Study of Safety and Efficacy of Different Regimes of Reintroduction of Anti-TB Drugs in Anti-TB Drugs Induced Liver Damage
Surendra K Sharma, MD, PhD
Abstract
Purpose of the study is to evaluate the safety and efficacy of different re-introduction regimens in anti-TB drug induced liver damage. There is no consensus how best to treat such patients who developed drug induced liver damage.

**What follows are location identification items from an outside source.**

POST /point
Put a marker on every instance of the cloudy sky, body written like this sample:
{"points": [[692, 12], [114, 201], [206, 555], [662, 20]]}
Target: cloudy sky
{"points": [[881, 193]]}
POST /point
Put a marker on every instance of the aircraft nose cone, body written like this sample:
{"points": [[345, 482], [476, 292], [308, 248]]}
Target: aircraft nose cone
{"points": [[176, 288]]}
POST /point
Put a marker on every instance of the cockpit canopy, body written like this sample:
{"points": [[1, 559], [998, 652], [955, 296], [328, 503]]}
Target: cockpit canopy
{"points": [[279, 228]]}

Tuberculosis continues to be a major health problem in both the developing and developed countries because of its resurgence in the immunosuppressed patients. Short course chemotherapy containing isoniazid, rifampicin and pyrazinamide has proved to be highly effective in the treatment of tuberculosis. One of its adverse effect is liver damage which is the most common side effect leading to interruption of therapy.
There is lack of consensus guidelines for treatment of anti-TB drug induced liver damage Whether the re-introduction should take place with all the drugs given together in full doses (which reduces the chance of resistance and cost to the patient) or in a phased manner. There is lack of studies which compared different regimens of re-introduction of anti-TB drugs.
In this study, we will study three regimes of re-introduction of hepatotoxic anti-tuberculosis drugs (Rifampicin, Isoniazide, Pyrazinamide). These are potent anti-tuberculosis medications and need to be restarted in patients who developed liver toxicities attributed to these medications and became normal when these medicines were stopped. At the time of re-introduction the patients will be randomized in 3 groups.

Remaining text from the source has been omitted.